John PodhoretzNYP
A report in yesterday's Washington Post says flatly: "The U.S. military believes it has dealt devastating and perhaps irreversible blows to al Qaeda in Iraq in recent months."
This sentence is significant for two reasons.
First, it has not been the habit of the U.S. military to offer happy-talk assessments of our strategic position in Iraq - certainly not since 2003. Politicians, yes. Washington officials, yes. Conservative journalists and pundits (alas), yes. But not the U.S. military itself.
Second, the sentence was written by Thomas Ricks and Karen De Young.
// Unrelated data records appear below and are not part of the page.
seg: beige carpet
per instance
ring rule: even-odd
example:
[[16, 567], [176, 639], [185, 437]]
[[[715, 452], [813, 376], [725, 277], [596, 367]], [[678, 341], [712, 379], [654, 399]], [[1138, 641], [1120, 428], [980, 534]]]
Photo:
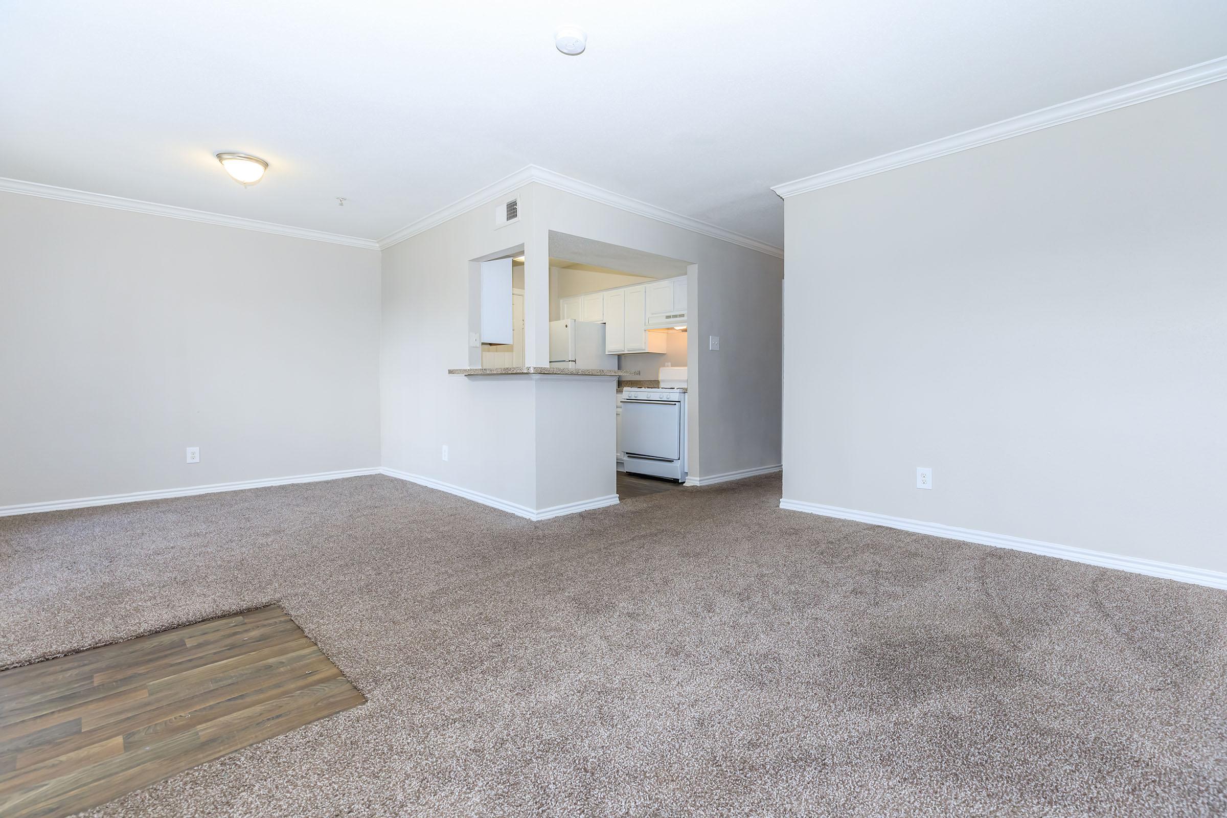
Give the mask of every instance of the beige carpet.
[[369, 697], [98, 817], [1227, 814], [1227, 592], [778, 499], [0, 519], [0, 666], [279, 601]]

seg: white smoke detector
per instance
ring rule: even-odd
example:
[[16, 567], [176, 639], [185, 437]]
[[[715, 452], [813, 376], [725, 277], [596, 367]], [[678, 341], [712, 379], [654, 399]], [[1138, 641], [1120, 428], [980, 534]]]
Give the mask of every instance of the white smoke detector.
[[563, 54], [575, 56], [588, 47], [588, 33], [578, 26], [562, 26], [553, 33], [553, 44]]

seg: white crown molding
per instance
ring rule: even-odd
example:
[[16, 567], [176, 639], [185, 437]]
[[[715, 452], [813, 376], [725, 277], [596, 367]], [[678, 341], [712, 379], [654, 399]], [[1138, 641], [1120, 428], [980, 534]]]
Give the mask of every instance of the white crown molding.
[[422, 477], [421, 475], [412, 475], [407, 471], [399, 471], [396, 468], [380, 468], [380, 473], [388, 477], [395, 477], [396, 480], [404, 480], [410, 483], [417, 483], [418, 486], [425, 486], [426, 488], [433, 488], [439, 492], [447, 492], [448, 494], [455, 494], [456, 497], [463, 497], [466, 500], [472, 500], [475, 503], [481, 503], [482, 505], [488, 505], [492, 509], [498, 509], [499, 511], [507, 511], [514, 514], [515, 516], [521, 516], [525, 520], [548, 520], [550, 518], [562, 516], [563, 514], [575, 514], [577, 511], [587, 511], [588, 509], [599, 509], [606, 505], [617, 505], [617, 494], [609, 494], [606, 497], [598, 497], [590, 500], [580, 500], [579, 503], [567, 503], [564, 505], [553, 505], [546, 509], [530, 509], [526, 505], [520, 505], [519, 503], [512, 503], [509, 500], [501, 500], [497, 497], [491, 497], [490, 494], [482, 494], [481, 492], [474, 492], [467, 488], [461, 488], [459, 486], [453, 486], [452, 483], [444, 483], [443, 481], [434, 480], [432, 477]]
[[1023, 537], [1012, 537], [1005, 533], [991, 533], [989, 531], [977, 531], [974, 529], [960, 529], [951, 525], [941, 525], [939, 522], [924, 522], [921, 520], [909, 520], [907, 518], [888, 516], [886, 514], [875, 514], [872, 511], [842, 509], [834, 505], [821, 505], [818, 503], [805, 503], [802, 500], [782, 499], [779, 502], [779, 508], [789, 509], [791, 511], [805, 511], [806, 514], [837, 518], [839, 520], [855, 520], [856, 522], [881, 525], [888, 529], [899, 529], [902, 531], [928, 533], [935, 537], [945, 537], [946, 540], [961, 540], [963, 542], [974, 542], [982, 546], [1026, 551], [1032, 554], [1058, 557], [1060, 559], [1069, 559], [1076, 563], [1099, 565], [1101, 568], [1115, 568], [1118, 570], [1131, 571], [1134, 574], [1174, 579], [1179, 583], [1191, 583], [1194, 585], [1227, 589], [1227, 574], [1204, 568], [1191, 568], [1189, 565], [1177, 565], [1174, 563], [1161, 563], [1155, 559], [1125, 557], [1123, 554], [1112, 554], [1106, 551], [1090, 551], [1087, 548], [1061, 546], [1055, 542], [1026, 540]]
[[1157, 99], [1158, 97], [1210, 85], [1220, 80], [1227, 80], [1227, 56], [1200, 63], [1187, 69], [1180, 69], [1179, 71], [1161, 74], [1148, 80], [1123, 85], [1119, 88], [1102, 91], [1080, 99], [1063, 102], [1049, 108], [1040, 108], [1021, 117], [1002, 119], [991, 125], [973, 128], [961, 134], [915, 145], [902, 151], [894, 151], [893, 153], [885, 153], [871, 159], [864, 159], [863, 162], [854, 162], [853, 164], [834, 168], [833, 170], [825, 170], [811, 177], [787, 182], [775, 185], [772, 190], [782, 199], [788, 199], [789, 196], [810, 193], [811, 190], [829, 188], [831, 185], [903, 168], [917, 162], [926, 162], [940, 156], [957, 153], [958, 151], [989, 145], [990, 142], [999, 142], [1044, 128], [1063, 125], [1077, 119], [1117, 110], [1118, 108], [1135, 105], [1140, 102]]
[[81, 497], [72, 500], [50, 500], [48, 503], [23, 503], [21, 505], [0, 505], [0, 516], [16, 514], [38, 514], [42, 511], [63, 511], [65, 509], [83, 509], [93, 505], [115, 505], [117, 503], [139, 503], [142, 500], [162, 500], [171, 497], [193, 497], [195, 494], [215, 494], [217, 492], [238, 492], [247, 488], [265, 488], [266, 486], [288, 486], [291, 483], [317, 483], [324, 480], [344, 480], [362, 475], [378, 475], [378, 468], [346, 468], [344, 471], [321, 471], [314, 475], [294, 475], [292, 477], [267, 477], [264, 480], [240, 480], [233, 483], [210, 483], [207, 486], [189, 486], [187, 488], [163, 488], [151, 492], [130, 492], [128, 494], [104, 494], [101, 497]]
[[708, 224], [707, 222], [701, 222], [697, 218], [682, 216], [681, 213], [675, 213], [670, 210], [639, 201], [638, 199], [631, 199], [629, 196], [623, 196], [611, 190], [598, 188], [596, 185], [590, 185], [587, 182], [580, 182], [579, 179], [573, 179], [535, 164], [526, 164], [515, 173], [503, 177], [498, 182], [486, 185], [481, 190], [471, 193], [464, 199], [452, 202], [447, 207], [437, 210], [428, 216], [423, 216], [412, 224], [400, 228], [395, 233], [389, 233], [384, 238], [379, 239], [379, 248], [388, 249], [393, 244], [404, 242], [405, 239], [417, 235], [423, 231], [428, 231], [432, 227], [437, 227], [450, 218], [455, 218], [461, 213], [474, 210], [475, 207], [488, 205], [499, 196], [506, 196], [530, 182], [535, 182], [563, 193], [569, 193], [575, 196], [582, 196], [602, 205], [609, 205], [610, 207], [617, 207], [618, 210], [625, 210], [629, 213], [644, 216], [658, 222], [672, 224], [674, 227], [680, 227], [686, 231], [710, 235], [712, 238], [720, 239], [721, 242], [729, 242], [751, 250], [757, 250], [758, 253], [766, 253], [767, 255], [773, 255], [777, 259], [784, 258], [784, 250], [773, 244], [767, 244], [766, 242], [760, 242], [758, 239], [750, 238], [748, 235], [734, 233], [733, 231], [724, 229], [723, 227]]
[[417, 235], [418, 233], [428, 231], [432, 227], [438, 227], [443, 222], [455, 218], [461, 213], [467, 213], [470, 210], [474, 210], [475, 207], [488, 205], [499, 196], [506, 196], [507, 194], [512, 193], [517, 188], [523, 188], [529, 182], [533, 182], [530, 173], [531, 168], [533, 168], [531, 164], [525, 166], [519, 170], [517, 170], [515, 173], [503, 177], [498, 182], [486, 185], [481, 190], [472, 191], [464, 199], [458, 199], [447, 207], [440, 207], [433, 213], [422, 216], [416, 222], [406, 224], [399, 231], [389, 233], [388, 235], [379, 239], [379, 249], [387, 250], [394, 244], [400, 244], [407, 238], [411, 238], [413, 235]]
[[712, 475], [710, 477], [686, 477], [687, 486], [710, 486], [713, 483], [726, 483], [730, 480], [744, 480], [746, 477], [757, 477], [758, 475], [769, 475], [775, 471], [780, 471], [783, 466], [760, 466], [758, 468], [741, 468], [740, 471], [726, 471], [719, 475]]
[[112, 207], [114, 210], [126, 210], [134, 213], [147, 213], [150, 216], [166, 216], [168, 218], [182, 218], [189, 222], [202, 222], [205, 224], [220, 224], [221, 227], [237, 227], [244, 231], [258, 231], [260, 233], [274, 233], [276, 235], [288, 235], [296, 239], [310, 239], [312, 242], [328, 242], [329, 244], [345, 244], [367, 250], [378, 250], [379, 244], [372, 239], [363, 239], [356, 235], [340, 235], [339, 233], [325, 233], [323, 231], [310, 231], [306, 227], [291, 227], [288, 224], [274, 224], [254, 218], [242, 218], [239, 216], [226, 216], [223, 213], [210, 213], [204, 210], [191, 210], [190, 207], [175, 207], [174, 205], [158, 205], [152, 201], [140, 201], [139, 199], [124, 199], [123, 196], [108, 196], [101, 193], [87, 193], [85, 190], [72, 190], [70, 188], [56, 188], [37, 182], [22, 182], [21, 179], [0, 178], [0, 191], [23, 194], [26, 196], [38, 196], [40, 199], [58, 199], [59, 201], [72, 201], [80, 205], [94, 205], [97, 207]]
[[645, 201], [631, 199], [629, 196], [623, 196], [622, 194], [616, 194], [612, 190], [605, 190], [604, 188], [590, 185], [587, 182], [580, 182], [579, 179], [564, 177], [561, 173], [555, 173], [553, 170], [547, 170], [546, 168], [539, 168], [530, 164], [525, 169], [531, 169], [533, 182], [544, 184], [548, 188], [562, 190], [563, 193], [569, 193], [584, 199], [590, 199], [591, 201], [609, 205], [610, 207], [617, 207], [618, 210], [625, 210], [628, 213], [644, 216], [658, 222], [664, 222], [665, 224], [672, 224], [674, 227], [680, 227], [685, 231], [710, 235], [714, 239], [720, 239], [721, 242], [728, 242], [730, 244], [737, 244], [751, 250], [757, 250], [758, 253], [766, 253], [767, 255], [773, 255], [777, 259], [784, 258], [784, 250], [774, 244], [767, 244], [766, 242], [760, 242], [758, 239], [750, 238], [748, 235], [734, 233], [733, 231], [728, 231], [723, 227], [701, 222], [697, 218], [682, 216], [681, 213], [675, 213], [671, 210], [656, 207], [655, 205], [649, 205]]

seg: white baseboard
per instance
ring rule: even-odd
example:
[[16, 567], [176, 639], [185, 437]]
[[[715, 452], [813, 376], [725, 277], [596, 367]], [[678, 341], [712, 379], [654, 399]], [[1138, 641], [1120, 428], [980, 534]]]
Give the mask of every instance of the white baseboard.
[[103, 494], [101, 497], [79, 497], [71, 500], [50, 500], [48, 503], [22, 503], [18, 505], [0, 505], [0, 516], [15, 514], [37, 514], [39, 511], [61, 511], [64, 509], [83, 509], [91, 505], [115, 505], [117, 503], [139, 503], [141, 500], [161, 500], [171, 497], [191, 497], [194, 494], [216, 494], [217, 492], [238, 492], [245, 488], [264, 488], [266, 486], [288, 486], [290, 483], [315, 483], [323, 480], [341, 480], [362, 475], [378, 475], [378, 468], [346, 468], [342, 471], [321, 471], [314, 475], [294, 475], [292, 477], [266, 477], [264, 480], [240, 480], [233, 483], [210, 483], [209, 486], [189, 486], [187, 488], [163, 488], [152, 492], [130, 492], [128, 494]]
[[745, 477], [755, 477], [757, 475], [769, 475], [773, 471], [779, 471], [783, 468], [780, 465], [775, 466], [760, 466], [758, 468], [742, 468], [740, 471], [726, 471], [723, 475], [710, 475], [708, 477], [694, 477], [687, 476], [687, 486], [710, 486], [712, 483], [726, 483], [730, 480], [742, 480]]
[[501, 500], [497, 497], [491, 497], [490, 494], [474, 492], [471, 489], [461, 488], [459, 486], [453, 486], [452, 483], [444, 483], [442, 481], [433, 480], [431, 477], [422, 477], [421, 475], [411, 475], [407, 471], [398, 471], [395, 468], [380, 468], [379, 472], [387, 475], [388, 477], [405, 480], [409, 481], [410, 483], [417, 483], [418, 486], [425, 486], [427, 488], [447, 492], [448, 494], [455, 494], [456, 497], [463, 497], [466, 500], [472, 500], [474, 503], [481, 503], [482, 505], [488, 505], [501, 511], [508, 511], [517, 516], [521, 516], [525, 520], [548, 520], [550, 518], [562, 516], [563, 514], [575, 514], [577, 511], [587, 511], [588, 509], [599, 509], [606, 505], [616, 505], [618, 502], [617, 494], [609, 494], [606, 497], [598, 497], [591, 500], [580, 500], [579, 503], [553, 505], [547, 509], [530, 509], [529, 506], [520, 505], [519, 503], [509, 503], [508, 500]]
[[531, 519], [548, 520], [550, 518], [558, 518], [563, 514], [575, 514], [577, 511], [587, 511], [588, 509], [602, 509], [606, 505], [617, 505], [617, 494], [606, 494], [605, 497], [598, 497], [590, 500], [564, 503], [563, 505], [551, 505], [547, 509], [539, 509]]
[[1193, 583], [1194, 585], [1209, 585], [1210, 587], [1227, 589], [1227, 573], [1206, 570], [1204, 568], [1191, 568], [1189, 565], [1177, 565], [1174, 563], [1161, 563], [1155, 559], [1141, 559], [1139, 557], [1125, 557], [1112, 554], [1106, 551], [1090, 551], [1087, 548], [1075, 548], [1061, 546], [1055, 542], [1043, 542], [1040, 540], [1025, 540], [1005, 533], [991, 533], [989, 531], [977, 531], [974, 529], [960, 529], [939, 522], [924, 522], [921, 520], [909, 520], [907, 518], [894, 518], [872, 511], [856, 511], [854, 509], [842, 509], [836, 505], [821, 505], [818, 503], [805, 503], [802, 500], [782, 499], [779, 508], [793, 511], [805, 511], [807, 514], [820, 514], [840, 520], [855, 520], [870, 525], [881, 525], [888, 529], [901, 529], [903, 531], [915, 531], [928, 533], [946, 540], [962, 540], [963, 542], [975, 542], [982, 546], [995, 546], [998, 548], [1011, 548], [1014, 551], [1026, 551], [1044, 557], [1058, 557], [1076, 563], [1099, 565], [1102, 568], [1115, 568], [1118, 570], [1133, 571], [1135, 574], [1147, 574], [1150, 576], [1162, 576], [1174, 579], [1180, 583]]

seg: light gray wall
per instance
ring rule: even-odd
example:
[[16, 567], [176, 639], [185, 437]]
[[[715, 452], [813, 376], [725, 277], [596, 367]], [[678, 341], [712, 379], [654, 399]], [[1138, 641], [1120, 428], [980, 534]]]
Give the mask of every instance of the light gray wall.
[[1227, 570], [1225, 145], [1227, 82], [788, 199], [784, 497]]
[[0, 505], [377, 467], [378, 342], [377, 250], [0, 194]]

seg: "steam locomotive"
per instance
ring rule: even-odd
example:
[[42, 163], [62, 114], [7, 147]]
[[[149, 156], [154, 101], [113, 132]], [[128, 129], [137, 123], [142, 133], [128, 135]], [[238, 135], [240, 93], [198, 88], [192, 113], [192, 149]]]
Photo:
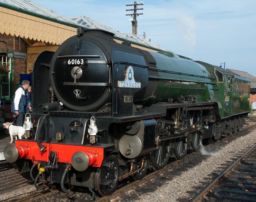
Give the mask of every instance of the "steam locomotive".
[[170, 157], [181, 158], [203, 140], [244, 124], [248, 79], [171, 52], [118, 44], [113, 35], [79, 28], [56, 52], [36, 59], [26, 138], [4, 151], [10, 162], [32, 162], [36, 187], [60, 183], [69, 193], [69, 184], [109, 195], [119, 181], [142, 179], [147, 169], [163, 168]]

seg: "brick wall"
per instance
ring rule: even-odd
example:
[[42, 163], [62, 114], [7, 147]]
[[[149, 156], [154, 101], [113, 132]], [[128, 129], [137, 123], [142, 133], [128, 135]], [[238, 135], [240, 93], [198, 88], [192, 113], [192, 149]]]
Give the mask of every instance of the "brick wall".
[[23, 187], [24, 183], [31, 181], [29, 172], [20, 173], [22, 168], [22, 160], [12, 164], [0, 162], [0, 194]]
[[251, 93], [250, 95], [250, 105], [252, 102], [256, 102], [256, 93]]
[[[26, 53], [26, 44], [25, 41], [19, 37], [12, 36], [10, 35], [0, 34], [0, 40], [5, 42], [7, 44], [8, 51], [15, 51], [17, 52]], [[1, 43], [0, 52], [5, 53], [4, 44]], [[14, 94], [16, 90], [16, 86], [20, 82], [20, 74], [26, 73], [26, 61], [24, 59], [12, 58], [12, 93]], [[12, 95], [12, 96], [13, 95]]]

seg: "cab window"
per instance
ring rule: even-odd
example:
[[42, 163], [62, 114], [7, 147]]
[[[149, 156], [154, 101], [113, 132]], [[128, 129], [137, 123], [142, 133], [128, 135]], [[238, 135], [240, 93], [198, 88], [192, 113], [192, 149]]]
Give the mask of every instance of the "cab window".
[[215, 68], [214, 73], [217, 77], [217, 80], [218, 80], [218, 83], [223, 83], [224, 81], [224, 76], [223, 75], [223, 73]]
[[225, 83], [226, 83], [226, 88], [227, 89], [230, 89], [230, 77], [226, 76], [225, 79]]

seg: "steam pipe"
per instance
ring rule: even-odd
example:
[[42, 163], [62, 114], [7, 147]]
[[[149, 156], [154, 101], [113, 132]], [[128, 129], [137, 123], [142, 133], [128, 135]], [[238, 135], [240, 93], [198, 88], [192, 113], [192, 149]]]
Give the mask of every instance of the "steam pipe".
[[141, 167], [139, 168], [138, 170], [135, 170], [135, 171], [133, 171], [132, 172], [131, 171], [133, 170], [133, 163], [131, 163], [131, 169], [130, 169], [130, 172], [128, 172], [128, 173], [126, 173], [126, 174], [125, 174], [122, 176], [120, 176], [120, 177], [119, 177], [118, 180], [120, 181], [120, 180], [123, 180], [125, 178], [126, 178], [127, 177], [128, 177], [129, 176], [130, 176], [132, 174], [134, 174], [136, 173], [138, 171], [139, 171], [141, 170], [143, 168], [144, 160], [145, 160], [144, 159], [142, 159], [142, 162], [141, 162]]
[[62, 177], [61, 177], [61, 180], [60, 180], [60, 187], [61, 187], [61, 189], [63, 192], [65, 193], [67, 193], [67, 194], [69, 194], [71, 191], [70, 190], [67, 190], [65, 188], [65, 186], [64, 186], [64, 183], [65, 182], [65, 179], [66, 179], [67, 174], [68, 172], [69, 172], [69, 170], [71, 169], [71, 166], [70, 164], [67, 165], [66, 166], [65, 170], [62, 175]]
[[35, 167], [36, 167], [36, 164], [33, 164], [32, 167], [31, 167], [31, 168], [30, 169], [30, 177], [31, 178], [31, 179], [32, 179], [32, 180], [33, 180], [34, 181], [35, 179], [33, 176], [33, 170], [34, 170], [34, 168]]
[[[42, 129], [42, 128], [44, 125], [44, 121], [46, 120], [46, 119], [48, 118], [48, 115], [44, 115], [43, 117], [40, 117], [38, 121], [38, 126], [37, 127], [37, 128], [36, 129], [36, 143], [37, 143], [37, 145], [39, 147], [40, 149], [40, 151], [42, 152], [45, 149], [45, 145], [43, 145], [41, 142], [40, 142], [40, 137], [39, 134], [41, 130]], [[48, 127], [48, 121], [47, 121], [47, 128]], [[48, 131], [47, 129], [47, 133], [46, 133], [46, 142], [48, 143]]]
[[34, 183], [34, 185], [36, 187], [36, 188], [37, 189], [39, 189], [40, 188], [42, 188], [44, 186], [44, 184], [43, 183], [42, 183], [41, 185], [40, 185], [40, 186], [36, 184], [36, 183], [37, 182], [37, 181], [38, 180], [40, 174], [41, 174], [40, 172], [38, 173], [38, 174], [37, 174], [37, 175], [36, 177], [36, 178], [35, 179], [35, 181]]

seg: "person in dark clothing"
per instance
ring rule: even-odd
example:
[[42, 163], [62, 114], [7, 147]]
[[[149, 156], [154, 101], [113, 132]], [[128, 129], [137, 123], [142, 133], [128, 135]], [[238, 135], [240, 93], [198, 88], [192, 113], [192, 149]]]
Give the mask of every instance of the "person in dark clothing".
[[[24, 80], [20, 87], [18, 88], [13, 96], [12, 103], [11, 111], [15, 113], [18, 116], [17, 118], [16, 125], [22, 126], [24, 122], [24, 116], [28, 112], [27, 110], [27, 103], [30, 99], [31, 87], [29, 85], [29, 81]], [[26, 93], [26, 90], [28, 93]]]

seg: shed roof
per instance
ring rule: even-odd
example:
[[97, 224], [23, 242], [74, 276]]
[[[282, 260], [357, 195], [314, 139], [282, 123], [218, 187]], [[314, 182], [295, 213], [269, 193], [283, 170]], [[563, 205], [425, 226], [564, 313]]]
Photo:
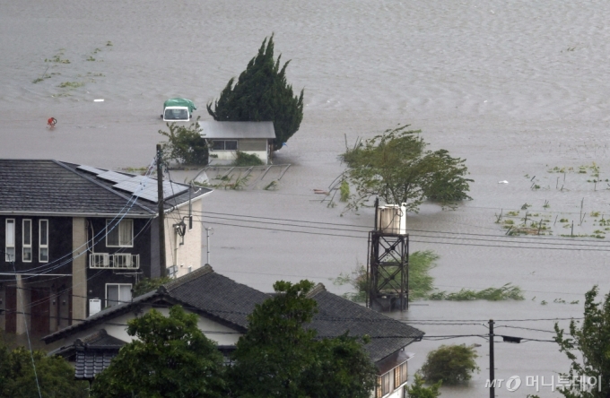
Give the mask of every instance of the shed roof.
[[273, 122], [199, 122], [201, 136], [207, 139], [275, 138]]

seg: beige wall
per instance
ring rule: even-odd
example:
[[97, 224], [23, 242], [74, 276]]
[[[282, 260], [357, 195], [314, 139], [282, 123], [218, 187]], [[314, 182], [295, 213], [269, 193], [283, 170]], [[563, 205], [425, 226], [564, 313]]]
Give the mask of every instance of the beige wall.
[[[188, 204], [165, 214], [165, 258], [168, 270], [172, 265], [178, 265], [177, 277], [188, 273], [188, 267], [192, 271], [201, 266], [201, 238], [203, 226], [197, 220], [203, 208], [203, 198], [192, 202], [193, 229], [188, 229]], [[187, 224], [187, 232], [182, 238], [176, 232], [174, 224], [182, 221]]]

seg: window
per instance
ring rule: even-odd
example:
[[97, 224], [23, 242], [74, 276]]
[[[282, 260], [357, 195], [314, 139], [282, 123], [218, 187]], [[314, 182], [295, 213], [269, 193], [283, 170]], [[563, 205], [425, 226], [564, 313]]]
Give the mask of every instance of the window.
[[23, 263], [31, 263], [31, 220], [23, 220]]
[[109, 247], [133, 247], [134, 221], [106, 220], [106, 246]]
[[15, 221], [6, 220], [6, 244], [4, 247], [4, 261], [15, 261]]
[[399, 386], [406, 383], [406, 362], [394, 368], [395, 385]]
[[237, 140], [214, 140], [213, 151], [237, 151]]
[[390, 371], [381, 376], [381, 396], [394, 391], [394, 372]]
[[106, 307], [131, 301], [131, 283], [107, 283]]
[[40, 263], [48, 262], [48, 220], [39, 221], [39, 261]]

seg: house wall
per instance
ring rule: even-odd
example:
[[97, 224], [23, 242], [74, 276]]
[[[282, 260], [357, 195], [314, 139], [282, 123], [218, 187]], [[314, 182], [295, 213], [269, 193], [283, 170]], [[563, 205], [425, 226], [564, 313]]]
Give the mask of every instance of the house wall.
[[[67, 297], [71, 288], [73, 263], [73, 223], [70, 217], [0, 216], [0, 273], [13, 273], [13, 264], [5, 261], [6, 220], [15, 221], [15, 281], [6, 280], [0, 283], [0, 327], [7, 333], [25, 333], [25, 322], [33, 334], [48, 333], [69, 324], [71, 314], [68, 302], [62, 311], [57, 311], [57, 299], [53, 297], [63, 294]], [[31, 261], [23, 261], [23, 220], [31, 221]], [[48, 221], [48, 261], [39, 258], [39, 221]], [[32, 275], [40, 273], [40, 276]], [[32, 302], [32, 295], [34, 301]], [[60, 308], [61, 309], [61, 308]], [[25, 313], [25, 315], [22, 314]], [[33, 314], [33, 315], [32, 315]], [[32, 317], [33, 316], [33, 317]], [[25, 319], [24, 319], [25, 318]]]
[[[176, 209], [165, 215], [165, 255], [168, 271], [171, 266], [177, 266], [176, 277], [180, 277], [188, 273], [188, 268], [195, 271], [201, 267], [202, 256], [202, 236], [203, 225], [196, 220], [196, 214], [203, 210], [203, 199], [199, 198], [191, 203], [193, 214], [193, 229], [188, 229], [188, 205]], [[182, 238], [178, 234], [174, 227], [182, 220], [187, 224], [184, 235], [184, 244]]]
[[[155, 278], [157, 275], [152, 271], [152, 224], [156, 219], [132, 219], [134, 221], [134, 242], [132, 247], [109, 247], [106, 245], [106, 218], [88, 218], [87, 236], [89, 239], [95, 237], [95, 245], [90, 247], [90, 253], [126, 253], [139, 255], [140, 268], [137, 270], [111, 270], [91, 268], [89, 255], [87, 255], [87, 316], [89, 316], [89, 299], [100, 298], [101, 307], [107, 307], [106, 286], [109, 283], [131, 284], [132, 287], [144, 278]], [[157, 247], [158, 250], [158, 247]], [[157, 268], [158, 268], [157, 259]]]
[[72, 219], [72, 317], [87, 317], [87, 223], [84, 217]]

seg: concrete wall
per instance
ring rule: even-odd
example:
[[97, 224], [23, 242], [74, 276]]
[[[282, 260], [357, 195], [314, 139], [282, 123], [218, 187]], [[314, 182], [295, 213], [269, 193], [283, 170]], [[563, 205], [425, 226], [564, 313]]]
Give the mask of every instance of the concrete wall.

They are, respectively, the lead military correspondent and the lead foreign-affairs correspondent for The Washington Post - and they have been the most pointedly pessimistic and negative voices among the informed U.S. media on the subject of the war in Iraq.
Both occupy a vaunted position - though not officially opinion writers, they plainly have wide latitude to write "news" stories that openly reflect their own views as much as they do the views of those they quote.
Ricks is the author of "Fiasco," a powerful and sobering book on the failures of the first two years of the war. De Young's view of the changing U.S. strategy in Iraq has been relentlessly downbeat.
There is," they write, "widespread agreement that AQI has suffered major blows over the past three months. Among the indicators cited is a sharp drop in suicide bombings, the group's signature attack, from more than 60 in January to around 30 a month since July. Captures and interrogations of AQI leaders over the summer had what a senior military intelligence official called a 'cascade effect,' leading to other killings and captures. The flow of foreign fighters through Syria into Iraq has also diminished, although officials are unsure of the reason."